In this paper, we propose a novel strategy for automated segmentation of the hippocampal region based on the classifier RUSBoost, which produced excellent results when compared with other two learning methods, Adaboost and RF, and the publicly available package, FreeSurfer. For all experiments described in this paper, the classifiers were learning generalizable methods. RUSBoost gave the best results in terms of evaluation metrics; RF was the next best, suggesting that RUSBoost and RF may perform much better than both Adaboost and FreeSurfer.

RUSBoost proved to be the most accurate, with high sensitivity and precision. Moreover, the hippocampal volumes measured by RUSBoost showed the highest, statistically significant correlation with manually segmented volumes.

Some of the differences in the results obtained using different segmentation methods may be ascribed to the fact that the tools have been trained and tuned on different databases. Differences in image quality, manual segmentation protocol, clinical status and demographics have been described as possible causes of discrepancy [38]. An advantage of using machine learning algorithms for segmentation is the opportunity of using very large training data sets, shared by the scientific community. This is exemplified by the efforts of the EADC-ADNI working group to develop a standard harmonized protocol for the manual segmentation [8, 31, 32] (http://www.hippocampal-protocol.net) employed in our analysis.

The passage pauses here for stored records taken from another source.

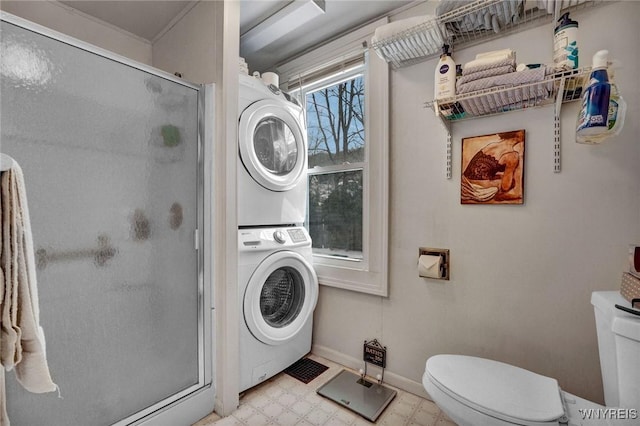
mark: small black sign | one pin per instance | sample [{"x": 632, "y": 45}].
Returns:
[{"x": 375, "y": 353}]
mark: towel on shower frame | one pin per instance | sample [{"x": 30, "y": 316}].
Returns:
[
  {"x": 493, "y": 17},
  {"x": 22, "y": 344}
]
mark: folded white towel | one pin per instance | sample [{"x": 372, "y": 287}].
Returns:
[
  {"x": 483, "y": 64},
  {"x": 497, "y": 54}
]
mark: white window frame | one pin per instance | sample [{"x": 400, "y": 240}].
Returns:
[{"x": 370, "y": 275}]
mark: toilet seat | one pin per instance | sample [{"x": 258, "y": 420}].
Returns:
[{"x": 495, "y": 389}]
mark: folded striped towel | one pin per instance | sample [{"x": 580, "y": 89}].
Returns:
[{"x": 491, "y": 72}]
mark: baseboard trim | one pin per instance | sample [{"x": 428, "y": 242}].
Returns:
[{"x": 390, "y": 377}]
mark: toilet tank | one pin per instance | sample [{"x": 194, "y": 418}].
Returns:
[{"x": 619, "y": 348}]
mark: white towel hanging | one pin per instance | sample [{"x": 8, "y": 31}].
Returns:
[{"x": 6, "y": 162}]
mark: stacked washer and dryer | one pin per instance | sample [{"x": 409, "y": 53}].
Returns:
[{"x": 278, "y": 288}]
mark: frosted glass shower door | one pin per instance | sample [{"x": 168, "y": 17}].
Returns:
[{"x": 110, "y": 155}]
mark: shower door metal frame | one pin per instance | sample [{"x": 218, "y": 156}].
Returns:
[{"x": 202, "y": 393}]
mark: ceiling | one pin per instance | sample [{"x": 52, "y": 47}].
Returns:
[{"x": 148, "y": 19}]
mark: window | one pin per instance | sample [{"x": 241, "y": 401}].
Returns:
[
  {"x": 344, "y": 90},
  {"x": 336, "y": 152}
]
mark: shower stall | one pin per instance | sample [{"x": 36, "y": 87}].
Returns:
[{"x": 113, "y": 154}]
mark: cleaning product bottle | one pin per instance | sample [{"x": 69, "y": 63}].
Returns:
[
  {"x": 445, "y": 78},
  {"x": 617, "y": 108},
  {"x": 593, "y": 115},
  {"x": 565, "y": 43}
]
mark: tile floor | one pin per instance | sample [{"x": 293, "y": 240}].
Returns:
[{"x": 285, "y": 401}]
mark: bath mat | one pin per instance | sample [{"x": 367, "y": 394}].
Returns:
[
  {"x": 305, "y": 370},
  {"x": 368, "y": 399}
]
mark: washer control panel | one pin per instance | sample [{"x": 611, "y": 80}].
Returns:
[
  {"x": 264, "y": 238},
  {"x": 297, "y": 235},
  {"x": 279, "y": 237}
]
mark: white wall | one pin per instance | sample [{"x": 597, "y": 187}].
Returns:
[
  {"x": 521, "y": 276},
  {"x": 197, "y": 30},
  {"x": 76, "y": 24}
]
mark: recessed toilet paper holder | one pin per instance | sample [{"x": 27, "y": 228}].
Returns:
[{"x": 445, "y": 267}]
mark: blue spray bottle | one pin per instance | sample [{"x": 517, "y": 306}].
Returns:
[{"x": 592, "y": 118}]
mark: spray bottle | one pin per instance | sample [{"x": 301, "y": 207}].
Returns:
[{"x": 593, "y": 116}]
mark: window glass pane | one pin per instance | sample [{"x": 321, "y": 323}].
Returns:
[
  {"x": 275, "y": 146},
  {"x": 335, "y": 123},
  {"x": 335, "y": 214}
]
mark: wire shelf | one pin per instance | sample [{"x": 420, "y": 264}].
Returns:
[
  {"x": 498, "y": 100},
  {"x": 471, "y": 24}
]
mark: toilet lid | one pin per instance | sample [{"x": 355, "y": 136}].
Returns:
[{"x": 497, "y": 389}]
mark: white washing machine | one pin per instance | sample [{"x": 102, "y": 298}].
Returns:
[
  {"x": 272, "y": 158},
  {"x": 278, "y": 291}
]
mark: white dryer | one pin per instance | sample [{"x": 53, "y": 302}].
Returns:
[
  {"x": 272, "y": 157},
  {"x": 278, "y": 291}
]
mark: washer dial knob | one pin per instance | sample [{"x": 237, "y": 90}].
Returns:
[{"x": 279, "y": 237}]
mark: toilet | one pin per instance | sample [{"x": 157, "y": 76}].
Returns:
[{"x": 481, "y": 392}]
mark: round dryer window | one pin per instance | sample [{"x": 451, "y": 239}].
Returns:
[
  {"x": 280, "y": 297},
  {"x": 275, "y": 146},
  {"x": 272, "y": 144}
]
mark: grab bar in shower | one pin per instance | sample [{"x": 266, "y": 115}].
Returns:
[{"x": 101, "y": 255}]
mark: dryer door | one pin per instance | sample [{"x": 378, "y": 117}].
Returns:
[
  {"x": 280, "y": 297},
  {"x": 273, "y": 144}
]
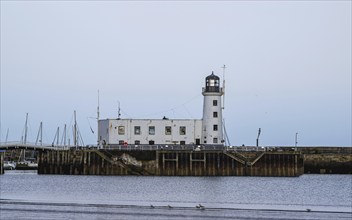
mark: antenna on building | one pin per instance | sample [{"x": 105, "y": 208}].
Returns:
[{"x": 223, "y": 87}]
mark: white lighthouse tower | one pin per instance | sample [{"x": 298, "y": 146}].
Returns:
[{"x": 212, "y": 111}]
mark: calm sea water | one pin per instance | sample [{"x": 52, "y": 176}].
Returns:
[{"x": 26, "y": 195}]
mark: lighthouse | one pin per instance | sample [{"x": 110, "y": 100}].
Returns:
[{"x": 212, "y": 132}]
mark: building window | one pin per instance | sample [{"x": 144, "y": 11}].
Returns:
[
  {"x": 137, "y": 130},
  {"x": 215, "y": 127},
  {"x": 152, "y": 130},
  {"x": 168, "y": 130},
  {"x": 182, "y": 130},
  {"x": 121, "y": 130}
]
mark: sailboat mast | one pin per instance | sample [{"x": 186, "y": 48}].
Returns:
[
  {"x": 25, "y": 130},
  {"x": 75, "y": 130},
  {"x": 7, "y": 136},
  {"x": 98, "y": 115}
]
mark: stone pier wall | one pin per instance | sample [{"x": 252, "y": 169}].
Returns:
[{"x": 170, "y": 163}]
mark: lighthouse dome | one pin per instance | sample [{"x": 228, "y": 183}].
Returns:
[{"x": 212, "y": 83}]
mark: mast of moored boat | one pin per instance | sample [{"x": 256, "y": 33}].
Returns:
[
  {"x": 75, "y": 130},
  {"x": 98, "y": 114}
]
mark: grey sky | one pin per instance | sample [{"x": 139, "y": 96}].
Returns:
[{"x": 289, "y": 65}]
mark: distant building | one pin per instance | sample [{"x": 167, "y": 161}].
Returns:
[{"x": 206, "y": 131}]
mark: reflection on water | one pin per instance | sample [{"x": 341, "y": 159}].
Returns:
[{"x": 323, "y": 195}]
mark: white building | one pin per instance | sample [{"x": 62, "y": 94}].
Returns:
[{"x": 206, "y": 131}]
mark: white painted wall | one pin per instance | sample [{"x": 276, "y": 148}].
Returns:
[{"x": 109, "y": 131}]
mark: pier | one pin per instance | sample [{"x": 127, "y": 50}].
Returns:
[
  {"x": 170, "y": 163},
  {"x": 178, "y": 160}
]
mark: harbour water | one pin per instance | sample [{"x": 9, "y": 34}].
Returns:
[{"x": 27, "y": 195}]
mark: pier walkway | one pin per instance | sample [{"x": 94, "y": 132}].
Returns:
[{"x": 31, "y": 146}]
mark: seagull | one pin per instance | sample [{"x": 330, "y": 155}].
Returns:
[{"x": 200, "y": 206}]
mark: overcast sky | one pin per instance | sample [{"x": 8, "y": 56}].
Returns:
[{"x": 288, "y": 66}]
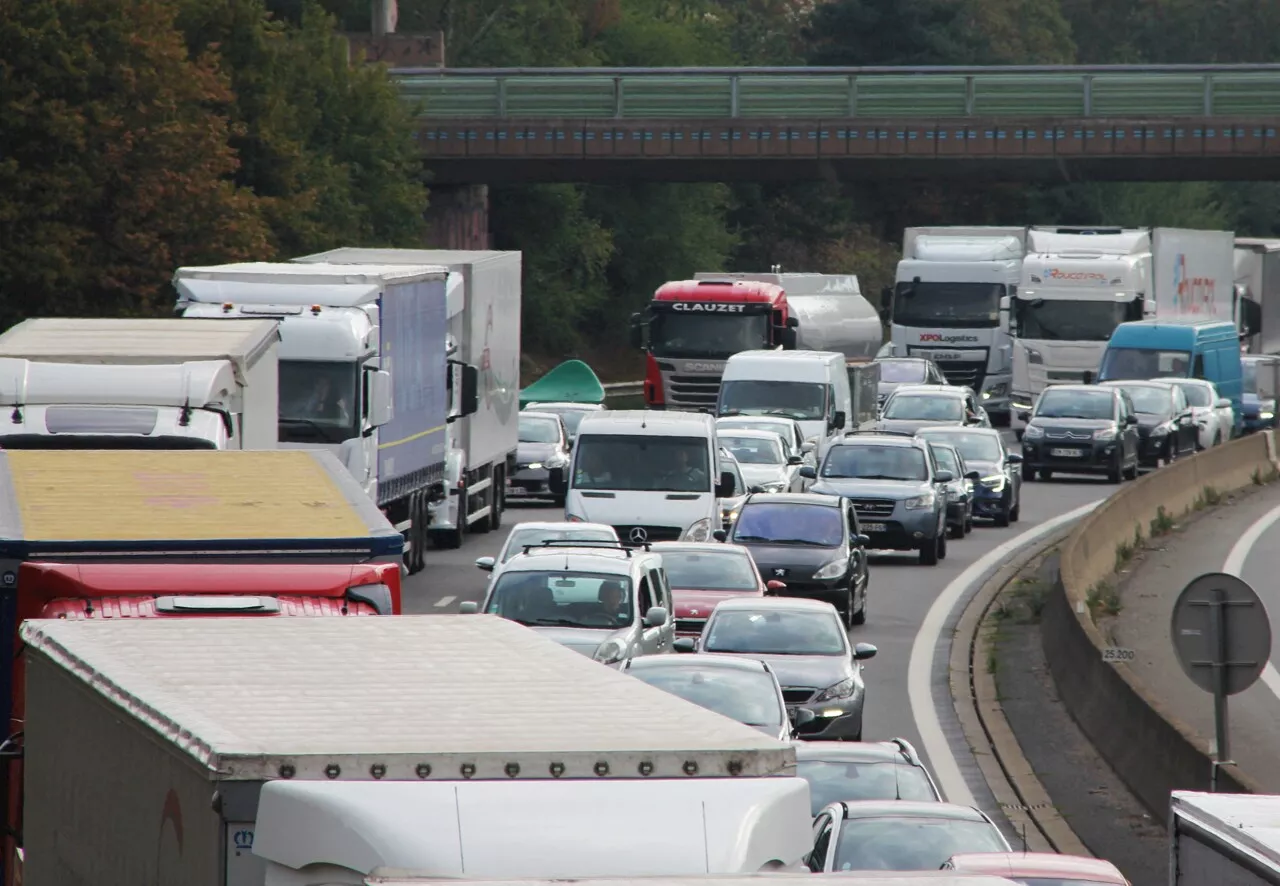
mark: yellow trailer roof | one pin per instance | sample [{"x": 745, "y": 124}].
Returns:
[{"x": 154, "y": 496}]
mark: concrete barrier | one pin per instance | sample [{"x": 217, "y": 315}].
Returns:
[{"x": 1151, "y": 750}]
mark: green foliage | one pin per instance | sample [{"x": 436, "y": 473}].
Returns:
[{"x": 114, "y": 159}]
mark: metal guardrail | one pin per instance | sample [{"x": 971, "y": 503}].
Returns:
[{"x": 1109, "y": 91}]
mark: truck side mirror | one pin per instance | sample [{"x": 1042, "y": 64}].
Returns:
[{"x": 379, "y": 397}]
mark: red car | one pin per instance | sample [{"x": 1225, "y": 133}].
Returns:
[
  {"x": 703, "y": 574},
  {"x": 1040, "y": 868}
]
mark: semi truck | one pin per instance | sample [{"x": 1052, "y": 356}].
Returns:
[
  {"x": 1080, "y": 283},
  {"x": 144, "y": 534},
  {"x": 1223, "y": 839},
  {"x": 324, "y": 750},
  {"x": 1257, "y": 281},
  {"x": 483, "y": 348},
  {"x": 950, "y": 304},
  {"x": 138, "y": 384},
  {"x": 362, "y": 369}
]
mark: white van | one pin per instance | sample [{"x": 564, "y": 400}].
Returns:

This study was performed blindly to subject status. In terms of further developments, future efforts will be devoted to the application of these techniques to multiple data sets and other illness models. This approach could be extended to the study of other anatomical structures that have proved rather elusive to accurate segmentation, such as the thalamus or the putamen, both complex deep gray matter structures.

Overall, the results obtained with automated segmentation are very promising and a better understanding of the characteristics of the main machine learning methods is necessary for future applications combining multiple biomarkers and different illness sub-types.